Dal carcere di Milano alla Siria: così si è radicalizzato il giovane foreign fighter
Si sarebbe radicalizzato in carcere e, dopo essere partito per la Siria per combattere con l’Isis, avrebbe continuato a fare proselitismo in Italia, cercando di reclutare altri giovani. È quanto sta emergendo nel corso del processo in contumacia che si sta svolgendo a Milano a carico di Monsef El Mkhayar, il 21enne di origini marocchine accusato di terrorismo internazionale e attualmente, per quanto dato sapere, ancora in Siria. El Mkhayar è considerato il più giovane foreign fighter a essersi arruolato con i terroristi.

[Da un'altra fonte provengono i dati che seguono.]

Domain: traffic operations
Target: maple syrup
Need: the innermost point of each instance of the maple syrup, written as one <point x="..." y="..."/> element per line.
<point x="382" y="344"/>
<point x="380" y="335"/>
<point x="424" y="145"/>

Le minacce per reclutare altri giovani
«Vieni qua anche tu in Siria o ti ammazzo», sarebbe stata la minaccia mossa alcuni mesi da El Mkhayar a un giovane connazionale che vive nel milanese e che, come lui, in passato era stato ospite di una comunità di accoglienza per minori. L’episodio è emerso dalle testimonianze rese nel corso del dibattimento da un dirigente della Digos e da un responsabile della comunità. La vicenda è venuta alla luce grazie alla denuncia del giovane minacciato, che «si è spaventato e per questo si è subito rivolta alla Digos», ha spiegato il responsabile della comunità. Non è il primo tentativo di reclutamento che emerge dalle indagini sul ragazzo, partito per la Siria insieme all’amico Tarik Aboulala, anche lui marocchino, di cui si è poi saputo che è morto in combattimento. In precedenza, a essere minacciato perché partisse era stato un ragazzo egiziano, anche lui ospite della comunità.
L’arruolamento in Siria, coinvolgendo l’amico «mite»
È stato ancora il responsabile della comunità a raccontare che Monsef El Mkhayar «prima di entrare in carcere assumeva droghe, beveva e fumava, quando ne uscì era completamente cambiato e parlava solo di religione». «Abbiamo avuto in carico lui e Tarik Aboula dai servizi sociali del Comune di Milano. Monsef è stato con noi dall’aprile del 2010 con varie alternanze di dimissioni, carcere e un periodo con la zia in Piemonte», ha detto ancora il teste, spiegando che lui e Tarik «erano due persone molto diverse». «Tarik era una persona mite, molto tranquilla, che ha fatto il suo percorso in modo encomiabile all’interno della comunità, prendendo la licenza media e poi frequentando un corso professionale da meccanico. Mi sono stupito molto – ha commentato l’uomo – quando ho saputo che era partito per la Siria». «Monsef invece – ha chiarito il responsabile della comunità – aveva comportamenti molto aggressivi, era violento, sempre ai limiti di fatti delinquenziali. Aveva accumulato denunce per spaccio e per un’aggressione a un operatore».